From: Philippe Verdy (verdy_p@wanadoo.fr)
Date: Wed Nov 19 2003 - 18:51:03 EST
From: Addison Phillips [wM]
> Please note that there is a discussion list for this topic at:
ietf-languages@iana.org
>
> While Mark and I welcome your comments here or privately, off-list, you
can best be
> a part of the discussion by joining that list. Join the list by sending a
request email
> to: ietf-languages-request@iana.org
I note that the language tags proposal includes the following EBNF
productions for extensions that may be padded after the language code,
script code, region code, variant code:
extensions = "-x" 1* ("-" key "=" value)
key = ALPHA *alphanum
value = 1* utf8uri
alphanum = (ALPHA / DIGIT)
utf8uri = (ALPHA / DIGIT / 1*4 ("%" 2 HEXDIG))

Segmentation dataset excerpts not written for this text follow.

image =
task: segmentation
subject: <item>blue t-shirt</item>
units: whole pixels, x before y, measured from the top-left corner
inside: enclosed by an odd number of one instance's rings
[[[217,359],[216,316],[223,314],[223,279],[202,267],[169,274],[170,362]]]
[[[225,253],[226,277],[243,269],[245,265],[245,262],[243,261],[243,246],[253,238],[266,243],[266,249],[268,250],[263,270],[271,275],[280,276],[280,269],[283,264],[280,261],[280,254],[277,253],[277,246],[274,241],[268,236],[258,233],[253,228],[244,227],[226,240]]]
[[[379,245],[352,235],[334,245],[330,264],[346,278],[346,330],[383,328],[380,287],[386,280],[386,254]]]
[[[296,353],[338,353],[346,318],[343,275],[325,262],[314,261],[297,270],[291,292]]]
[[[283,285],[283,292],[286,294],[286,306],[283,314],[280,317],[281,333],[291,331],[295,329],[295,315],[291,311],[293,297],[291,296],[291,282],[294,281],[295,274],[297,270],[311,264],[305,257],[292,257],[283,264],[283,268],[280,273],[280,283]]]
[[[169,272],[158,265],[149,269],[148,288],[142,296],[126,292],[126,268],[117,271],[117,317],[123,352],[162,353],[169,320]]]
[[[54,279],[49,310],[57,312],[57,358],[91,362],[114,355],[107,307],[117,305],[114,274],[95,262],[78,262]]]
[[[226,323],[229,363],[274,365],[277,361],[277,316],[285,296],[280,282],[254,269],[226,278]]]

Under this new scheme, the following language tag may be valid:
"sr-Latn-SP-2003-x-href=http%3A%2F%2Fwww%2Eiana%2Eorg%2F-version=1%2E0"
which here would mean: {
language="sr"; // Serbian
script="Latn"; // Latin
region="SP"; // Serbia-Montenegro
variant="2003";
extensions="-x"; {
href="http://www.iana.org/"
version="1.0"
}
}
However the problem with that scheme is its new use of characters "%" and
"=". There are a lot of applications that where not expecting something else
in this field than just alphanum and "-" or "_" or ".", so that the language
tag could safely be used without specific escaping within URIs (for example
in HTTP GET URLs) or as options of a MIME type (I take a sample here, which
may not correspond to an existing option of the "text/plain" MIME type):
Content-Encoding: text/plain; charset=UTF-8;
lang=sr-Latn-SP-2003-x-href=http%3A%2F%2Fwww%2Eiana%2Eorg%2F-version=1%2E0
This may break the compatiblity of some parsers if such "extended language
tags" are found there, as there are two "=" signs within the value of the
"lang=" option.
For GET URLs, these extra "%" and "=" will need to be URL-encoded to get
through correctly, as the following would become possible and prone to
generate form data parsing errors:
I think it's quite strange that these extensions have not used the existing
restricted encoding set to encode them, instead on relying on "%" and "=".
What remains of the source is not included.